It’s no different with people, for folk with many years on their motors can have more energy and verve than greenhorns half their age, as I was reminded by octogenari­an Ned Egan, reclining like a nymph on the riverbank in the autumn sunshine recently, while a cameraman filmed the two musicians serenading him.

Ned looked like something out of a painting by an old master, appropriat­ely enough, his hat rakishly tipped on his mop of snowy white hair and an indecent number of buttons left undone on his shirt. Clearly living by the adage that age is just a number — instead of worrying about when his might be up — this mature maverick tells me that he is beginning his filmmaking career by recording more than a dozen musicians performing his songs and poetry.
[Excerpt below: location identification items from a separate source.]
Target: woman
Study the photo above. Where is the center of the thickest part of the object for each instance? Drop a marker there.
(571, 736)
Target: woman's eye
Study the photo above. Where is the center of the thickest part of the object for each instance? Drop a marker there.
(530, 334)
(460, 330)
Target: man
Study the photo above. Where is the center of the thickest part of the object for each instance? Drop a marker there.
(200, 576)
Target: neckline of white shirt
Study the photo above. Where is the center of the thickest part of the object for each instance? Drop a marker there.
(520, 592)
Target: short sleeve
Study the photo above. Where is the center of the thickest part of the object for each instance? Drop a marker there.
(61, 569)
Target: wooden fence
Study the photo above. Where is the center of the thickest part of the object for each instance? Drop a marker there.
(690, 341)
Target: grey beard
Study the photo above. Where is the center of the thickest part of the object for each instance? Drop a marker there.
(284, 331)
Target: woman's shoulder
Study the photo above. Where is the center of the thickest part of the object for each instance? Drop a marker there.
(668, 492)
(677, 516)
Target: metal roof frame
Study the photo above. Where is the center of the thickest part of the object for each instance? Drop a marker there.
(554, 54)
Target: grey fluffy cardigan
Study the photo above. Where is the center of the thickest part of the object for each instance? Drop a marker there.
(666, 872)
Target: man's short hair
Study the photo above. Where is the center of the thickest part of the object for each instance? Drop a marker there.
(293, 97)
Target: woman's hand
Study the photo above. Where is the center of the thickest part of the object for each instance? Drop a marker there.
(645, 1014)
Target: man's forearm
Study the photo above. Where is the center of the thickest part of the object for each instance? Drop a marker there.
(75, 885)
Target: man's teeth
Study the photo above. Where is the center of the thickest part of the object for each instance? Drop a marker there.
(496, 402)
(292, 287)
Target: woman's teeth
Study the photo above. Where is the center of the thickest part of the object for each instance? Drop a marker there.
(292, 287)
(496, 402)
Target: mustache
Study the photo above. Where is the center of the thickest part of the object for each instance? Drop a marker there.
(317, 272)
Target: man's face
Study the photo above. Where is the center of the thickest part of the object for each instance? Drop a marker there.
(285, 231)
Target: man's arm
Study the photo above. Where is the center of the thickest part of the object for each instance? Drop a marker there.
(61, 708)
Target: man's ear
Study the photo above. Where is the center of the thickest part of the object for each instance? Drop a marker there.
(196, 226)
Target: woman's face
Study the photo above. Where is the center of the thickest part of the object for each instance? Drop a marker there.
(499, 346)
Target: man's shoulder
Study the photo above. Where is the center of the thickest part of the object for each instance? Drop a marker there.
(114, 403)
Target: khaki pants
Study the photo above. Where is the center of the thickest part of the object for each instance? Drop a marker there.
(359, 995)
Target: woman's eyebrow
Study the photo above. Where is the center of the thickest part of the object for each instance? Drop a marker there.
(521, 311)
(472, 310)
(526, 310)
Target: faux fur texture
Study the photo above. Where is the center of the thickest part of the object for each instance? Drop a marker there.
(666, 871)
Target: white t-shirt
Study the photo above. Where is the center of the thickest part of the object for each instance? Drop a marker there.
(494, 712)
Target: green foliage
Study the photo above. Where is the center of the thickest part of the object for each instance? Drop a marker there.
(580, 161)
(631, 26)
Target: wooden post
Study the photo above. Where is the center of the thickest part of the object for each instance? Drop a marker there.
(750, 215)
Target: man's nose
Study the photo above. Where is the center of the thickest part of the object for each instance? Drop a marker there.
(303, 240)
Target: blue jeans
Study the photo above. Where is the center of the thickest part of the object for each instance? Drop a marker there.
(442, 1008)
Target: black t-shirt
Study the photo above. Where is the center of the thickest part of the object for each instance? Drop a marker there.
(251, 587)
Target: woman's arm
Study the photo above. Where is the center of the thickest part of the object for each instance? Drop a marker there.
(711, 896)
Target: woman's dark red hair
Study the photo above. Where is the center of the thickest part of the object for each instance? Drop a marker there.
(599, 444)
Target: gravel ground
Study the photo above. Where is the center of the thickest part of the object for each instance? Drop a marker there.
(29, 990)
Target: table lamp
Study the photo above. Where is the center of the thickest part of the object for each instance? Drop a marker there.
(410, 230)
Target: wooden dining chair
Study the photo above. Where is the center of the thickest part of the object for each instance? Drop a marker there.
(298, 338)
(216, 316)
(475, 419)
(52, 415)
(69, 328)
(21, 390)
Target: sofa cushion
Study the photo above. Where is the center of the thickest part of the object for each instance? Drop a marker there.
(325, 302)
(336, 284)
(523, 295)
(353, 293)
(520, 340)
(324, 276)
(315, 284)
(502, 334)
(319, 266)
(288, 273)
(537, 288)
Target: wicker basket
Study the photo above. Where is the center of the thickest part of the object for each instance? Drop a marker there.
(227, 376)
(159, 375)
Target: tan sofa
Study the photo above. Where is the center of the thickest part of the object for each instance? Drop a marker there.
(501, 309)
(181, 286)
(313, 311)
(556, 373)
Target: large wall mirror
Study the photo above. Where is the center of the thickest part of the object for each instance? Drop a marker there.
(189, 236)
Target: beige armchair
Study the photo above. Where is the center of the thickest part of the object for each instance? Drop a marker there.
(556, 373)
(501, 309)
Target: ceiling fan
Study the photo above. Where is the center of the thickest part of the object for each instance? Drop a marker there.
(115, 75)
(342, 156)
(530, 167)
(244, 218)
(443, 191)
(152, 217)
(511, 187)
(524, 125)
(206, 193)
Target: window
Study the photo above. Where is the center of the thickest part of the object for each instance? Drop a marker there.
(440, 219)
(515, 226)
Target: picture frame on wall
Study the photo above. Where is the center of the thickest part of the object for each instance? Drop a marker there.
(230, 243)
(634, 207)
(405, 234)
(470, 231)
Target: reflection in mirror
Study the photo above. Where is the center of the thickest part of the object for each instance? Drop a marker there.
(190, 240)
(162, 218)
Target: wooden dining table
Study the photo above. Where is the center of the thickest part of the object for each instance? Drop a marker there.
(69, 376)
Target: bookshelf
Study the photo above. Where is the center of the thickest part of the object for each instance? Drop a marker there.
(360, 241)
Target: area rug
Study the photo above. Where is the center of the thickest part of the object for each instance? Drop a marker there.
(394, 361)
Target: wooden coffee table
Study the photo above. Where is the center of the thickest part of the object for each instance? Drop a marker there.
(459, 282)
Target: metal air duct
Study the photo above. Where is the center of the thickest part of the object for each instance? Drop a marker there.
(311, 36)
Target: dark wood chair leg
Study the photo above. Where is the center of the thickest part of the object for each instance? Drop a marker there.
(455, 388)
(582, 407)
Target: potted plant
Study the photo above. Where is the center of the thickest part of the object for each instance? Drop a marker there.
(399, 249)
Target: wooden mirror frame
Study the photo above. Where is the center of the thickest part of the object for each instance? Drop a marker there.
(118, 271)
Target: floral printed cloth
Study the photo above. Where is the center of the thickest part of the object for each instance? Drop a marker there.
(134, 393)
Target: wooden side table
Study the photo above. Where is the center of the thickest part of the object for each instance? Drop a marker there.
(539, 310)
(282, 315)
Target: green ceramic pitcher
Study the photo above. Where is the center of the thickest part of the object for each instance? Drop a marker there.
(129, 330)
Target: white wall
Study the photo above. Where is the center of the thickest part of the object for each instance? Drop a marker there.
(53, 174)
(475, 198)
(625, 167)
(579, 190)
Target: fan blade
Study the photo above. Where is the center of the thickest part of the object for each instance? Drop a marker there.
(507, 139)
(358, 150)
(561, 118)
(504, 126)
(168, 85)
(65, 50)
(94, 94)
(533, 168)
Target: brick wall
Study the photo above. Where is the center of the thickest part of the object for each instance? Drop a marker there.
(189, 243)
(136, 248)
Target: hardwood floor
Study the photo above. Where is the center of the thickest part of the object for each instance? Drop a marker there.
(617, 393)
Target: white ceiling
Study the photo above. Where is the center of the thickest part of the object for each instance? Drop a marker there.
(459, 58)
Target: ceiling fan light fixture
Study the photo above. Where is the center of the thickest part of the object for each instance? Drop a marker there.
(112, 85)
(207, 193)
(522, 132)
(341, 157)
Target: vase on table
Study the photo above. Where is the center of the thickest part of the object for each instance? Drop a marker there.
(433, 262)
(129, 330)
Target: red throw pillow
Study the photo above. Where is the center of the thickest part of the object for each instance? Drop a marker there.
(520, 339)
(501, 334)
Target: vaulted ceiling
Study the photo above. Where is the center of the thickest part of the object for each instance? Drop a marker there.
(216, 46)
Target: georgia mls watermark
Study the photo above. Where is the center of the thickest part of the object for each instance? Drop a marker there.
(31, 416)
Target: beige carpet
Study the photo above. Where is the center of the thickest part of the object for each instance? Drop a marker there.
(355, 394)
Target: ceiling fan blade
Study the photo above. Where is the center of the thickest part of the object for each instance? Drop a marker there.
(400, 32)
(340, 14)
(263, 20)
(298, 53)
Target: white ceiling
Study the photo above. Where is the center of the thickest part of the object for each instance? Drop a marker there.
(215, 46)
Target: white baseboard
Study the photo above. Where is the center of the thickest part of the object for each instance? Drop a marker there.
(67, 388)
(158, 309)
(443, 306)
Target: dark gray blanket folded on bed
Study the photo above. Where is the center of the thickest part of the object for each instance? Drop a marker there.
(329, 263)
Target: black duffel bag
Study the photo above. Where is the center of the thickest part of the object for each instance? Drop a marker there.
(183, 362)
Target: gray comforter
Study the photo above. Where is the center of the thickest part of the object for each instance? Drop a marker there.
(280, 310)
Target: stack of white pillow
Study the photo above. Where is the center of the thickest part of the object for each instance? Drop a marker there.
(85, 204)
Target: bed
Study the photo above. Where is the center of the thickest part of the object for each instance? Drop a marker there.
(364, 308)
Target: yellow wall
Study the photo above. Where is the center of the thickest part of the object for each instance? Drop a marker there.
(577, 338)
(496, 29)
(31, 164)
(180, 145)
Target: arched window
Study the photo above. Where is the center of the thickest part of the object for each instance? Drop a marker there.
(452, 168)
“Their expertise ranges across the broad spectrum,” Ned says. “From absolutely excellent to sheer genius!” He plans to launch his masterpiec­e at the Kilkenny Watergate Theatre. “The staff there have been tremendous­ly helpful to me.”

That positivity, combined with gratitude galore, probably explains how Ned managed to persuade so many accomplish­ed musicians to give him their time and energy. And which also lies behind Ned’s ridiculous­ly full life. Though it includes its share of tragedy, such as when TB “swept away” three of Ned’s sisters and landed him in Peamount Sanatorium for two years.

“Good grub there,” says Ned, characteri­stically seeing the bright side of that ordeal. “The young Dubs were mighty to me. I returned strong, able to look after myself.”

Just as well, because Ned got kicked out of school when he was 13. Though not before getting “knocked out a few times by a wild Mayo teacher”. Who neverthele­ss Ned remembers as “a good man at heart; no doubt he suffered the same himself.”

Ned high-tailed it to England in his late teens, where he got “involved in all the drinking and running amok; that was the form in the 1950s. It was a great time to be alive.”

Though for how long? Because Ned was soon called up by the British military and sent to the Middle East, where he faced “baddies who were interested in creating more orifices than the usual seven!” He subsequent­ly served in a regiment guarding bomber airfields during the Cuba Crisis.

Clearly that wasn’t enough excitement, for Ned then took aim at Australia, where he “fished the wild seas off the West Coast for the Great White and the lobsters they liked to jaw on. Had a few close shaves; a friend was ‘taken’.”

Ned was nearly over and out too, when he was blown up by dynamite. It left him blind and deaf for years. “But I got a glim back in one eye. That still does me.”

As Ned likewise continues to ‘do’ life so marvellous­ly.